It’s been a tough year at the pump. After dropping below $2 a gallon as the pandemic took hold, prices for fuel — and other retail items — have risen considerably. In fact, gas prices passed $4 a gallon for the first time since 2008. Here’s how the increase has affected people across town.

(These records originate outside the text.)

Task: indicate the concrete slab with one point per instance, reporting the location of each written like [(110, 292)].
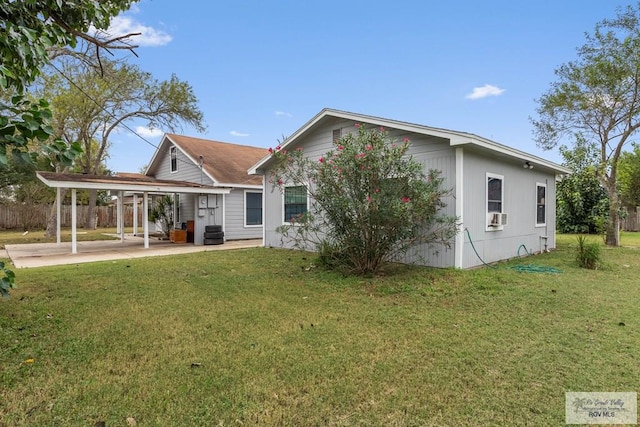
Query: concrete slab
[(47, 254)]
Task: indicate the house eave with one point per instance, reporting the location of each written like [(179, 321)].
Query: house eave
[(455, 139)]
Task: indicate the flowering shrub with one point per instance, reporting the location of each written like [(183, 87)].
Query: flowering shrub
[(370, 201)]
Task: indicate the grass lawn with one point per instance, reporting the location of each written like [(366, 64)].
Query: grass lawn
[(262, 337)]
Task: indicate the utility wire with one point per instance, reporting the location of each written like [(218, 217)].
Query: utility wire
[(109, 113)]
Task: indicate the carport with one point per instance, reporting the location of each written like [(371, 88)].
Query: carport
[(121, 186)]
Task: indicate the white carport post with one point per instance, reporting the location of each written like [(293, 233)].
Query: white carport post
[(135, 214), (58, 219), (74, 212), (120, 215), (145, 214)]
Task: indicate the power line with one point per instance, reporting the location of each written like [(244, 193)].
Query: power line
[(109, 113)]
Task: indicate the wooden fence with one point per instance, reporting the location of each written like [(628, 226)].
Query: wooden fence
[(32, 217)]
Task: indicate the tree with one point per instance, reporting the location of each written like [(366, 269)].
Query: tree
[(582, 203), (371, 202), (629, 177), (31, 34), (89, 109), (597, 97)]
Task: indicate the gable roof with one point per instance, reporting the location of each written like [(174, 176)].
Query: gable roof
[(225, 163), (455, 138)]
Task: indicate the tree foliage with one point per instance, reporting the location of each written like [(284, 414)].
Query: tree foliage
[(582, 203), (371, 202), (629, 177), (31, 34), (597, 97), (89, 109)]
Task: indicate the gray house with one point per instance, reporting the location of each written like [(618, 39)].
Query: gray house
[(218, 165), (503, 197)]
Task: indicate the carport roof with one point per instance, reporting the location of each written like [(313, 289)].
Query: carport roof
[(125, 183)]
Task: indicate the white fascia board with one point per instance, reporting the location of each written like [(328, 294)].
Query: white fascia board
[(194, 161), (155, 154), (131, 187), (511, 152), (247, 186)]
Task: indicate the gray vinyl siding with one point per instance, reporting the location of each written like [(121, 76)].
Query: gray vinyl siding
[(226, 210), (519, 202), (433, 153), (187, 170), (235, 228)]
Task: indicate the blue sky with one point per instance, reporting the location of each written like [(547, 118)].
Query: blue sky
[(261, 69)]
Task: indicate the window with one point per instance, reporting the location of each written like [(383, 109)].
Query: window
[(295, 202), (494, 193), (541, 204), (173, 152), (495, 202), (252, 208), (176, 205)]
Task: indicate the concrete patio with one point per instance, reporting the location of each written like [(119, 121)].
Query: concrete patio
[(47, 254)]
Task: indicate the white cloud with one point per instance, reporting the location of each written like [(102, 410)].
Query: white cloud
[(485, 91), (149, 36), (236, 133), (148, 132)]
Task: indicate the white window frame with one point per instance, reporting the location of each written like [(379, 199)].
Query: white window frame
[(306, 186), (489, 214), (173, 150), (544, 203), (245, 208)]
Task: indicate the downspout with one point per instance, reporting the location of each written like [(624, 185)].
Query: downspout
[(459, 195)]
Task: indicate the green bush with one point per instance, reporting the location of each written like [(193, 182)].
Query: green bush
[(587, 253)]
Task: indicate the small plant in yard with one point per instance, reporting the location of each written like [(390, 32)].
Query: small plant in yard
[(6, 282), (587, 253), (371, 201)]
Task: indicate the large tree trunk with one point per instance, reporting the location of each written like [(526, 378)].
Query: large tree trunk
[(613, 225), (52, 223), (91, 210)]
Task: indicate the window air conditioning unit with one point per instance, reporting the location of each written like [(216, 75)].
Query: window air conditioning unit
[(498, 219)]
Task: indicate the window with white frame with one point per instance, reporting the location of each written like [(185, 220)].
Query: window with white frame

Greater Cleveland RTA: 30 Cents Less per Gallon
RTA, like many governmental agencies, can buy their fuel in bulk — and without being taxed. It’s also part of an energy price risk program that allows for fuel hedging. Last year, diesel cost $2.05 per gallon, compared to around $1.77 this year. “We are actually in a good position here in that we have cost stability,” says RTA chief operating officer Floun’say Caver.
Stuffed With Amazing Taste Food Trucks: $10,000-$15,000 More per Year
Owner Dan Molnar says he’s on track to spend double what he normally spends. “It costs $250 in gas just for one event. We’re now charging an on-site fee and increased prices. I have to because I can’t eat all that cost. Our profit margins are shot."
Commodore at Intercity Yacht Club: $500 More per Week
Thomas “Rock” Adams isn’t spending much more; he’s cutting back on places he’ll visit. He’ll cruise the Flats, but trips to the Lake Erie Islands or Detroit might be casualties of gas prices.
Akron Lyft/Uber Driver: $60-$100 More per Week
“A lot of it is city miles; my mileage isn’t even that great,” says driver Ryan Isley. “I only buy gas at GetGo. If you link your Advantage card to your debit card, it’s 5 to 30 cents a gallon cheaper. It doesn’t seem like a lot, but if you’re filling up every day, it really makes a difference.”
Lakewood Commuter: $100-$200 More per Week
Rebecca Smolenski is a corporate trainer whose travels take her to the Akron-Canton area. “I try to use Zoom for training as much as humanly possible. If I had to drive every day like I did before COVID, my whole check would be gone.”
Cactus Jack Landscaping: $500 More per Week
“Everything we use is gas-powered or diesel,” says owner Jack Kinzie. “Anything petroleum-based is through the roof. We’ve had to raise prices, anywhere from 6% to 10% across the board.”